We're finally starting to feel fall slipping in under the heat pallisades summer has thrown up around this part of Texas. With the change of season, I'm finding my imagination shifting onto different paths. I've always been the kind of writer who picks up some things easier in cool weather, with the lead-in to the winter holidays being a good time for me to outline and come up with new ideas and summer being a good time to slog through revisions (long days, extra incentive to stay inside, hurricane season preparations goading me to straighten stuff up).

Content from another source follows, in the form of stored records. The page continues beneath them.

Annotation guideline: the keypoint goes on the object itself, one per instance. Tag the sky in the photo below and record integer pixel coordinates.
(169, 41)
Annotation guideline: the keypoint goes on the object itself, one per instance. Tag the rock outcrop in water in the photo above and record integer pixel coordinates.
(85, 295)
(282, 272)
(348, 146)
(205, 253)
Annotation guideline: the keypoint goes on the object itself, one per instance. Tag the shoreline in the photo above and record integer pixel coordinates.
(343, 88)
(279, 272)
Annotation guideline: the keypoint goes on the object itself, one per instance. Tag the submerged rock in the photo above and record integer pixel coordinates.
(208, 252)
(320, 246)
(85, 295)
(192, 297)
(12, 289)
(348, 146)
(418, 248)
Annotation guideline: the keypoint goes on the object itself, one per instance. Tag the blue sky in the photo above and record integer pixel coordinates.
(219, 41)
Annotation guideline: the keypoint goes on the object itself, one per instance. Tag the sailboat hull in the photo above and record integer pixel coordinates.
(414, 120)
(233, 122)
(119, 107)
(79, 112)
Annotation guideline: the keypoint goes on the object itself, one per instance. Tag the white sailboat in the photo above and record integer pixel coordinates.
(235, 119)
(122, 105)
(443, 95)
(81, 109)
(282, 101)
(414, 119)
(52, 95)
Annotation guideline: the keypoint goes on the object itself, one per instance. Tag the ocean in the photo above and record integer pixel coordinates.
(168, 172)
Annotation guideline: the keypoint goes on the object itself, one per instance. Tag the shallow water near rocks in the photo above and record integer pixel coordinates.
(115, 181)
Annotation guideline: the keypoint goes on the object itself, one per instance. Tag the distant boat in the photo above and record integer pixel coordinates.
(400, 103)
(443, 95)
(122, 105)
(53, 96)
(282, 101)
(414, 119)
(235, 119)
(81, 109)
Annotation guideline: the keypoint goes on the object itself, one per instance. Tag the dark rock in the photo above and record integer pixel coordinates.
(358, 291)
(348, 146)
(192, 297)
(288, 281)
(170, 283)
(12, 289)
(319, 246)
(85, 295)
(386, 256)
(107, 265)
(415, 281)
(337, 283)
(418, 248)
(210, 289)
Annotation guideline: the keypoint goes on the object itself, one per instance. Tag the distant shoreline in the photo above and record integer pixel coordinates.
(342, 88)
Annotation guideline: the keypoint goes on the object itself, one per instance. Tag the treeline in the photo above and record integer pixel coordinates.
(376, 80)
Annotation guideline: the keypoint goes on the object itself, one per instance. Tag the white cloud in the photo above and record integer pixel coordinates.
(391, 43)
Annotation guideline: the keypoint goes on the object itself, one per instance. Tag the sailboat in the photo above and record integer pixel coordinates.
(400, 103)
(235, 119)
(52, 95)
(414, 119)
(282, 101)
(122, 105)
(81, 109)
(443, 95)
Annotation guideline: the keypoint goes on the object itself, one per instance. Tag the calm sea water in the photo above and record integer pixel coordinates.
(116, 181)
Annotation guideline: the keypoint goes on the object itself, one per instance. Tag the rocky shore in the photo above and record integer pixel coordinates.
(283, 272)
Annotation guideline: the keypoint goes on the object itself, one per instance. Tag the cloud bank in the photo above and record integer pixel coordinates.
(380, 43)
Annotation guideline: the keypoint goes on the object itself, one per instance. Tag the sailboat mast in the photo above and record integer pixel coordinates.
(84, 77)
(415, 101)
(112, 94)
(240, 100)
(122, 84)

This fall, I don't think I'm going to be able to focus on new things, however. I've been piling up a set of drafts that are just hanging out and I need to give them the attention they deserve. Imagination will just have to content itself it with finding something to do with all the paper and scrapbook stuff in the front room. Oh, and figuring how I'm going to get all the Halloween decorating done this week, before my in-laws arrive (I thought they'd enjoy seeing the house all dressed up--we'll see). Maybe the heat will hold on long enough for me to get everything done.

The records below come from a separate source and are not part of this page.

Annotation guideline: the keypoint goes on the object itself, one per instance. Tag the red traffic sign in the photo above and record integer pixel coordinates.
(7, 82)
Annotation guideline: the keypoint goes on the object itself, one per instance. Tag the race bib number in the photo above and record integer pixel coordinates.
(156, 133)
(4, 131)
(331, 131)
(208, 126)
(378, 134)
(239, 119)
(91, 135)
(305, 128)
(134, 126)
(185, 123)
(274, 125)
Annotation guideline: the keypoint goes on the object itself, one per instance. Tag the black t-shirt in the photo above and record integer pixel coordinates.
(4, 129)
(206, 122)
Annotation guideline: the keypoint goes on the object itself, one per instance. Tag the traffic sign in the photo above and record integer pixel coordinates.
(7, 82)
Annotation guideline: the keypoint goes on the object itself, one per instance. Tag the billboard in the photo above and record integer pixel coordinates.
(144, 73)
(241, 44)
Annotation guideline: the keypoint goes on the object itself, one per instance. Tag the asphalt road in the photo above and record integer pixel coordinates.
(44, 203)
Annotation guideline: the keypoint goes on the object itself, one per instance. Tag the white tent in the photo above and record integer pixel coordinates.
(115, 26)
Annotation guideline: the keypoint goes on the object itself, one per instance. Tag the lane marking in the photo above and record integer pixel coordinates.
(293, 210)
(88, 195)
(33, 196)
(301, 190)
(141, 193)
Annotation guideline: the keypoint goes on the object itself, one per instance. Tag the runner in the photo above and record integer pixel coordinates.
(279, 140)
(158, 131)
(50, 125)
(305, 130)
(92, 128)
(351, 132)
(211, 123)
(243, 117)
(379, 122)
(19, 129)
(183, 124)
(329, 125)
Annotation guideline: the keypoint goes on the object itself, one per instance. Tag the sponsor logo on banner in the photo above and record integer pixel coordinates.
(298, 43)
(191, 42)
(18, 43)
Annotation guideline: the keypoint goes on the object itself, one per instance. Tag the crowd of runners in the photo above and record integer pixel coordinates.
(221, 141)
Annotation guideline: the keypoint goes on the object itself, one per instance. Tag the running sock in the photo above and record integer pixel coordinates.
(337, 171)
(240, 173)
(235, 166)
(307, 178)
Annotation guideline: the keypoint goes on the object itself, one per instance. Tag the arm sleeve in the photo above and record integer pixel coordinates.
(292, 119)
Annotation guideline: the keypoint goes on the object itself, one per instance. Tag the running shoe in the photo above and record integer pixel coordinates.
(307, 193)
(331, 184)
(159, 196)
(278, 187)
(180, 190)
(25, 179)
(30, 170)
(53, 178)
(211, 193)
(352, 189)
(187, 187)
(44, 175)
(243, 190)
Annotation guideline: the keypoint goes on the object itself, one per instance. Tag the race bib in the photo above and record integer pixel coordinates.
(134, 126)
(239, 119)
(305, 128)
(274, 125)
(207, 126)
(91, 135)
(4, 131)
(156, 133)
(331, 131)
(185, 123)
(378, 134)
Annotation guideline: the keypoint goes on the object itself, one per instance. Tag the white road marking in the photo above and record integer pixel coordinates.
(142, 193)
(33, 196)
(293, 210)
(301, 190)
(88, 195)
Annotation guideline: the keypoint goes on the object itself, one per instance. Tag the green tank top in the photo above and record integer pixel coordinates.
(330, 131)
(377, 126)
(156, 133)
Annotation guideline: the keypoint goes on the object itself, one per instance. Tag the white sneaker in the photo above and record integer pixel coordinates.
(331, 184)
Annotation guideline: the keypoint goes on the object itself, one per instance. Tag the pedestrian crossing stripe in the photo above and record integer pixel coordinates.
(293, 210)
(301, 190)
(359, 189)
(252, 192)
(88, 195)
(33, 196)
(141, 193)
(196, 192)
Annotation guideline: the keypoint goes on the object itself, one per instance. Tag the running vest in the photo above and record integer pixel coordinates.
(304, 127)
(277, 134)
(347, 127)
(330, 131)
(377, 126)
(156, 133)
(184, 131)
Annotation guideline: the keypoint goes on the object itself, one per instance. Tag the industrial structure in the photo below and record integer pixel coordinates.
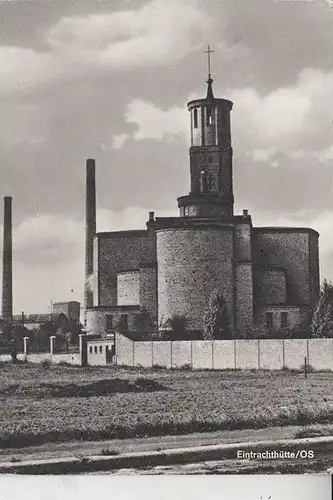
(267, 276)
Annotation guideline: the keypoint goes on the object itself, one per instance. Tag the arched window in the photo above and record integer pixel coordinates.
(209, 114)
(195, 118)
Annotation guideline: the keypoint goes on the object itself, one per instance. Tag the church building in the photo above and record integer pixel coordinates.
(267, 276)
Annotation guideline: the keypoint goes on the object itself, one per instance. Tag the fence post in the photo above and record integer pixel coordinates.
(152, 353)
(258, 354)
(83, 348)
(52, 344)
(191, 354)
(25, 345)
(212, 341)
(133, 352)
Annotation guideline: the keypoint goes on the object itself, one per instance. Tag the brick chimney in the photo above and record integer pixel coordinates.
(90, 230)
(7, 263)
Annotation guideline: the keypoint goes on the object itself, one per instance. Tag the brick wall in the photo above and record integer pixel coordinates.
(193, 263)
(119, 252)
(244, 296)
(289, 250)
(228, 354)
(296, 316)
(96, 318)
(271, 287)
(148, 291)
(128, 288)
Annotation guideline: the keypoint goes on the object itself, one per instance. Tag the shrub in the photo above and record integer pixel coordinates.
(216, 318)
(46, 363)
(174, 327)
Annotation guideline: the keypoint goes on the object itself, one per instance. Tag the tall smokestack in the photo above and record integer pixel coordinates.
(7, 272)
(90, 229)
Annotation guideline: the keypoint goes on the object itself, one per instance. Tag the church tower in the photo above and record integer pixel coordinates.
(211, 192)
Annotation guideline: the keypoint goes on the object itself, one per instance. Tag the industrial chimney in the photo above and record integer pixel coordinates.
(7, 273)
(90, 231)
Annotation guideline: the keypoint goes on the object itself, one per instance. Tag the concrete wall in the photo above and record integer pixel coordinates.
(97, 351)
(124, 351)
(246, 354)
(193, 263)
(162, 354)
(271, 354)
(128, 288)
(181, 353)
(70, 309)
(227, 354)
(295, 351)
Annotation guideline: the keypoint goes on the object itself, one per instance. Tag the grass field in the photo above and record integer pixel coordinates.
(40, 405)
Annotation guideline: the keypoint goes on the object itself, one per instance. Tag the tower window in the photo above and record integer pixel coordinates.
(209, 115)
(269, 320)
(124, 321)
(195, 118)
(284, 319)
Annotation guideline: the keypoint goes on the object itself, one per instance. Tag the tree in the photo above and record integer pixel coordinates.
(322, 320)
(216, 318)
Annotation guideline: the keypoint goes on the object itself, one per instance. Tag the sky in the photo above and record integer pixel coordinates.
(110, 80)
(303, 487)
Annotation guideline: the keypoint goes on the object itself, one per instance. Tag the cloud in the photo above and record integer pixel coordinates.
(160, 32)
(153, 122)
(119, 140)
(48, 255)
(21, 69)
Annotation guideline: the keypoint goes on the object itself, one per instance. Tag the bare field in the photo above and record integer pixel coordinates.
(55, 404)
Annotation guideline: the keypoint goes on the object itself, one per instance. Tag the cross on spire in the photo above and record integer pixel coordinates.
(209, 52)
(210, 94)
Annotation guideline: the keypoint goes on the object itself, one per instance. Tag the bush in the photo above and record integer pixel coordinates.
(46, 363)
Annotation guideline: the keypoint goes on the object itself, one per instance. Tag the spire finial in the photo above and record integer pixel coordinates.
(210, 80)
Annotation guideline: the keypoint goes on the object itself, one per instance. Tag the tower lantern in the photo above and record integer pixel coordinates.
(211, 192)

Meanwhile, I'm picking up and reading the first bits of a handful of books. My attention has swung toward the physical spaces around me and the interior spaces offered during reading is too cramped. I think I'm reaching the end of my memoir fascination, but I have two more to go before I exhaust my teeny reading list. There is a tendency toward the twee and precious that is clogging the text of the last two, something about looking back on parts of life that neither author seems to want to integrate into their current life. Perhaps they'll seem more welcoming after a day stuffing chrysanthemums into pots and beds.